I'm joining this forum to ask two questions which have nagged me for some time. They both are presumed obvious, yet don't make sense to me. Nobody will explain their positions, which is...uh...aka science. I also have a thread for the other question.

But this one involves probability, known as the Monty Hall Problem. Please see any number of YouTube videos on this for an explanation, I'll leave it to them to explain it.

I question the predicate of all those who answer this problem. I only see one question, and one slight-of-hand suggesting there is a question when there really is not one. It appears to me that all who "explain" this get way out ahead of themselves, and are in the weeds where there is no need, and they're then speculating on (argue) stats theories which aren't based in reality, so have no answer, only argument (is it 1/2 or 1/3 probability).

Others apparently consider there to be two questions. My question is why one would consider there two questions. Please explain why the first question is a question (of any meaning/why would it factor in any statistical sense). If you're going to dictate that this is obvious, please refrain from comment. It's not obvious and it appears to me that the whole field, the many YouTube channels, everyone, is incorrect on this. I'm not trying to be a contrarian for no purpose, I genuinely see it this way and not one person who asserts that there are two questions has been able to explain, why.

The first "question", of which door to choose, is immaterial. The simplest reason that their response doesn't factor, is that the game will continue in effectively the same way no matter what they respond. There is no answer to the first question, no new information added to the paradigm. That is, no matter what, the game will continue to the second round of "question" with 2 options; one a winner and one a loser.
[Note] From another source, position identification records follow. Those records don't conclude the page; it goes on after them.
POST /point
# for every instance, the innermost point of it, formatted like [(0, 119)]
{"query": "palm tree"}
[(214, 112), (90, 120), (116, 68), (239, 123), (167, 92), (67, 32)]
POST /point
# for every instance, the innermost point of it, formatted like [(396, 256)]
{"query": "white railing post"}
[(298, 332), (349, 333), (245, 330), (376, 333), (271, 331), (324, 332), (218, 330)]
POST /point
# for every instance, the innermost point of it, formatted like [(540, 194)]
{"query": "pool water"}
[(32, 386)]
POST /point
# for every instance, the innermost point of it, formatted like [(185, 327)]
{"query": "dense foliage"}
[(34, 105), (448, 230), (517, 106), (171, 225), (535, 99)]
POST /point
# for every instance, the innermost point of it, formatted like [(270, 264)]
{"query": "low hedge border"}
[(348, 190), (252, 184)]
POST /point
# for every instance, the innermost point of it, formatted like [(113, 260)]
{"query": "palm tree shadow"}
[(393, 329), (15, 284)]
For the first question, the contestant could say Door 1, 2, or 3, or respond "the sun", or "blue flowers", or not answer at all, and it'd all effectively be the same. It's not a material question, it's speculation, and the result of that is never revealed to any consequence. It has no real bearing on the rest of the game. It's game show dazzle, nonsense, filling airtime, drawing attention. There is the suggestion that this factors, but it does not, it is pure suggestion.

I can illustrate if one would like:


Let's say the contestant chooses 1 of the doors without the prize, a losing door. Let's say the prize is door 2, and they choose 1 or 3. The game host removes one of the losing doors no matter what. The guest chooses 1, he removes 3. The guest chooses 3, he removes 1. Simple. Because we always know the host will remove a losing door.
The game continues, the guest "chooses" a second time, and the probability is 1/2 they'll choose right. What bearing did the first speculation, have?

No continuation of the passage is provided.